Il avait déjà fait deux ou trois lieues, il avait tué trente pièces de gibier à balle seule, lorsqu’en rentrant il trouva M. le prieur de Notre-Dame de la Montagne et sa discrète sœur, se promenant en bonnet de nuit dans leur petit jardin. Il leur présenta toute sa chasse, et en tirant de sa chemise une espèce de petit talisman qu’il portait toujours à son cou, il les pria de l’accepter en reconnaissance de leur bonne réception. « C’est ce que j’ai de plus précieux, leur dit-il ; on m’a assuré que je serais toujours heureux tant que je porterais ce petit brimborion sur moi, et je vous le donne afin que vous soyez toujours heureux. »
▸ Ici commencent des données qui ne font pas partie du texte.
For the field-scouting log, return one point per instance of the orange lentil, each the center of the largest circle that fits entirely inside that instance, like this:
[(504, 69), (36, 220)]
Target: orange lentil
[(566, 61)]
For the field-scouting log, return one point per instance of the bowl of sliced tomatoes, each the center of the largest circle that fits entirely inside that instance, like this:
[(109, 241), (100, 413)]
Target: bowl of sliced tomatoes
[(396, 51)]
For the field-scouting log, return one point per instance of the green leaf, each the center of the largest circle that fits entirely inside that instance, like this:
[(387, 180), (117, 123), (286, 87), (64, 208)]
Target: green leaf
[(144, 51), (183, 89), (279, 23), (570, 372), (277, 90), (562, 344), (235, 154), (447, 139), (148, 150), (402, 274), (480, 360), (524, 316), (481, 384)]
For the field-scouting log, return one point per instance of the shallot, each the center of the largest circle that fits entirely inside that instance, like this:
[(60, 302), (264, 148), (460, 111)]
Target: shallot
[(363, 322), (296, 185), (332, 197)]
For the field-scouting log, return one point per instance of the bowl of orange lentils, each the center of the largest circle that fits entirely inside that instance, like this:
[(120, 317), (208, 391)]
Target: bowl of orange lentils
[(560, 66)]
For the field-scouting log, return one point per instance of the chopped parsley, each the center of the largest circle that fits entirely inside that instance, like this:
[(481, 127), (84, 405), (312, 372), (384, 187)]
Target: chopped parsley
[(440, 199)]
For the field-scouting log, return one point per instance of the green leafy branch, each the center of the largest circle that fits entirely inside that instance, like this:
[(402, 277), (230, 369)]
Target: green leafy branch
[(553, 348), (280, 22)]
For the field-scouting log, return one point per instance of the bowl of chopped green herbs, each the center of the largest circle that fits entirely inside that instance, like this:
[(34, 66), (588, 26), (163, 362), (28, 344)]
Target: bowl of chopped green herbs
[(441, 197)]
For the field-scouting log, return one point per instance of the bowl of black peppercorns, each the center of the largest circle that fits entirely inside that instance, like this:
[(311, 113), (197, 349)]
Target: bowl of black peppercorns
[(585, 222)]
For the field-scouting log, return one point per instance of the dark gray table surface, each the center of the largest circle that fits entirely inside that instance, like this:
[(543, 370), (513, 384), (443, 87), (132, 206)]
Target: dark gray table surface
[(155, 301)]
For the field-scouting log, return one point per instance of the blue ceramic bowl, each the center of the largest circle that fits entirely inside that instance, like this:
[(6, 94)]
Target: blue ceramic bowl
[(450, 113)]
Le prieur et mademoiselle sourirent avec attendrissement de la naïveté de l’Ingénu. Ce présent consistait en deux petits portraits assez mal faits, attachés ensemble avec une courroie fort grasse.

Mlle de Kerkabon lui demanda s’il y avait des peintres en Huronie. « Non, dit l’Ingénu ; cette rareté me vient de ma nourrice ; son mari l’avait eue par conquête, en dépouillant quelques Français du Canada qui nous avaient fait la guerre ; c’est tout ce que j’en ai su. »

Le prieur regardait attentivement ces portraits ; il changea de couleur, il s’émut, ses mains tremblèrent. « Par Notre-Dame de la Montagne, s’écria-t-il, je crois que voilà le visage de mon frère le capitaine et de sa femme ! » Mademoiselle, après les avoir considérés avec la même émotion, en jugea de même. Tous deux étaient saisis d’étonnement et d’une joie mêlée de douleur ; tous deux s’attendrissaient ; tous deux pleuraient ; leur cœur palpitait ; ils poussaient des cris ; ils s’arrachaient les portraits ; chacun d’eux les prenait et les rendait vingt fois en une seconde ; ils dévoraient des yeux les portraits et le Huron ; ils lui demandaient l’un après l’autre, et tous deux à la fois, en quel lieu, en quel temps, comment ces miniatures étaient tombées entre les mains de sa nourrice ; ils rapprochaient, ils comptaient les temps depuis le départ du capitaine ; il se souvenaient d’avoir eu nouvelle qu’il avait été jusqu’au pays des Hurons, et que depuis ce temps ils n’en avaient jamais entendu parler.

L’Ingénu leur avait dit qu’il n’avait connu ni père ni mère. Le prieur, qui était homme de sens, remarqua que l’Ingénu avait un peu de barbe ; il savait très-bien que les Hurons n’en ont point.